THE congregation of a Dales church will be paying tribute on Sunday to a Yorkshire literary icon whose ashes are interred in its churchyard.
Parishioners at St Michael and All Angels church in Hubberholme will be dedicating a display in its Bell Tower to the memory of J B Priestley, one of the greatest British authors and dramatists of the 20th century.
John Boynton Priestley, born and bred in Manningham, Bradford, adored the Dales and Hubberholme in particular. He died in 1984 at the age of 90, in Stratford-upon-Avon.
And in 1986 a commemorative plaque was unveiled at the church which reads: "He loved the Dales and found 'Hubberholme one of the smallest and pleasantest places in the world.'"
In Sunday's Holy Communion service, the congregation will again recognise Priestley's love for the village by incorporating a dedication to the display, material for which was provided by the Priestley Society and the author's stepson Nicolas Hawkes.
The service will be led by the the Rev James Theodosius, who is priest-in-charge of Hubberholme, as well as Kettlewell with Conistone, Arncliffe and Halton Gill.
Back in 1986, the plaque was unveiled by Priestley's widow, his third wife Jacquetta Hawkes, herself a prominent writer and archaeologist. She died in 1996 at the age of 85.
And she had had to press firmly to place her husband's ashes at St Michael's. Everyone in the village was more than willing to accede to her wishes because of his well-known and oft-expressed affection for Hubberholme.
But legal problems had arisen because Priestley had not actually been born, lived permanently or died in Hubberholme parish.
But the go-ahead was eventually given by the Chancellor of the Diocese of Bradford almost exactly a year after the initial approach had been made to the vicar and churchwardens by his widow.
Reporting the 1986 plaque unveiling, the Craven Herald reporter quoted Ms Hawkes as saying that she and her husband had a retirement fantasy where they would move to Hubberholme and run the George Inn, the pub just across the bridge from St Michael's, at which they were regular visitors.
And at the same event, the author's son Tom Priestley addressed the service before the plaque was unveiled.
The Herald report of his words read: "Mr Priestley said that his father enjoyed to the full the richness of ordinary life, but retained also a sense that there was something more 'beyond'.
"These two elements came together in Hubberholme.
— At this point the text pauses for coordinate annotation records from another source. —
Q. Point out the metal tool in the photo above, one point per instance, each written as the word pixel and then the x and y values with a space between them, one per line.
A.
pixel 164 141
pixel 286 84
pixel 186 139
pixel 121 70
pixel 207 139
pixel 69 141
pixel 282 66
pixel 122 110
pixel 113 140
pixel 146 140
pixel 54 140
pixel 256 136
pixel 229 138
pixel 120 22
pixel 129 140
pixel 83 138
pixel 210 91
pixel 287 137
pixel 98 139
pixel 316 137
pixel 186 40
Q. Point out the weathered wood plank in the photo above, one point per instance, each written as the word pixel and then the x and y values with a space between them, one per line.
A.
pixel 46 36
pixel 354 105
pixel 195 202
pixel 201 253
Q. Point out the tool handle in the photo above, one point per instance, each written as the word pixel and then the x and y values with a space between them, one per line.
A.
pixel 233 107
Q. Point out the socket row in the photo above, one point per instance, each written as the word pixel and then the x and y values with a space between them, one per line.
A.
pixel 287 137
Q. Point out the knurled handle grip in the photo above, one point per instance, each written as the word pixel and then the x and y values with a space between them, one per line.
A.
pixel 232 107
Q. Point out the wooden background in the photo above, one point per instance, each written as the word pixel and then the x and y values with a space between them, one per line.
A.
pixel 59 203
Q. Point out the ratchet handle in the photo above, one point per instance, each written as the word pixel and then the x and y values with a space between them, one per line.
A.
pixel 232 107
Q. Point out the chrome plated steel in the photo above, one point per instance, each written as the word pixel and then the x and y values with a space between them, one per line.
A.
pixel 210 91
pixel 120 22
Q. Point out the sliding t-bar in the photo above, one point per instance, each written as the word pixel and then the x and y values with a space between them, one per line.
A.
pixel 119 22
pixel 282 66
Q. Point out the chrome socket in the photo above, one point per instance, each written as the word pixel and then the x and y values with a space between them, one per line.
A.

Here the author "relished" painting the winter sky, pointing up to it with a finger that was both charred from pushing tobacco into his pipe and dented from constant typing over the years.
"This was also a place where Priestley found the landscape was balanced, as well as varied and beautiful.
"He had travelled all over the world, but Hubberholme remained his favourite spot as he enjoyed its smallness, the great age of its buildings, and its peace.
"Mr Priestley quoted a work of his father's 'The Other Place', in which a man had a vision of paradise and tried to find it again on earth.
"He failed to find it, but came closest to doing so in Hubberholme."
J B Priestley's literary reputation survives intact today. His play An Inspector Calls is often to be found on the school curriculum, while his early novel The Good Companions, from 1929, has been almost continuously in print since.
In 1934 he published the travelogue English Journey, an account of what he saw and heard while travelling throughout Britain in the depths of the Depression.
Priestley had volunteered to fight in the First World War, an experience which greatly coloured his political preoccupations, and in which he served as part of the 10th Battalion, the Duke of Wellington's Regiment in France.
He was badly wounded in 1916, when he was buried alive by trench-mortar fire, and spent many months in military hospitals.
After the war he was educated at Trinity Hall, Cambridge, and by the age of 30 had established a reputation as an essayist and critic.
As Britain struggled with the aftermath of the Depression in the 1930s, Priestley became deeply concerned about the consequences of social inequality, and in 1942 set up a new political party, the Common Wealth Party. Its aims were to press for increased ownership of land, greater democracy and a new political morality. He also broadcast frequently on the BBC during the Second World War years.
In 1945, at the end of the war, the Common Wealth Party merged with the Labour Party, and Priestley was highly influential in developing the idea of the Welfare State.
During the 1950s he came to believe that further world wars could only be avoided through cooperation and mutual respect between countries, and so became active in the early movement for a United Nations.
And as the nuclear arms race between West and East began to escalate in the 1950s, he helped to found CND, hoping that Britain would set an example to the world by a moral act of nuclear disarmament.
Today, though, Priestley's name continues to resonate far beyond a little churchyard in Hubberholme thanks to his literary creations.
Stan Barstow, another great Yorkshire writer of the second half of the 20th century, perhaps summed up Priestley's achievement most succinctly before his own death in 2011: "Abundant life flows through J B Priestley’s books. He was the last of his kind. He produced work of dazzling variety and rich profusion. I still treasure his work and salute the memory of the remarkable man who made it."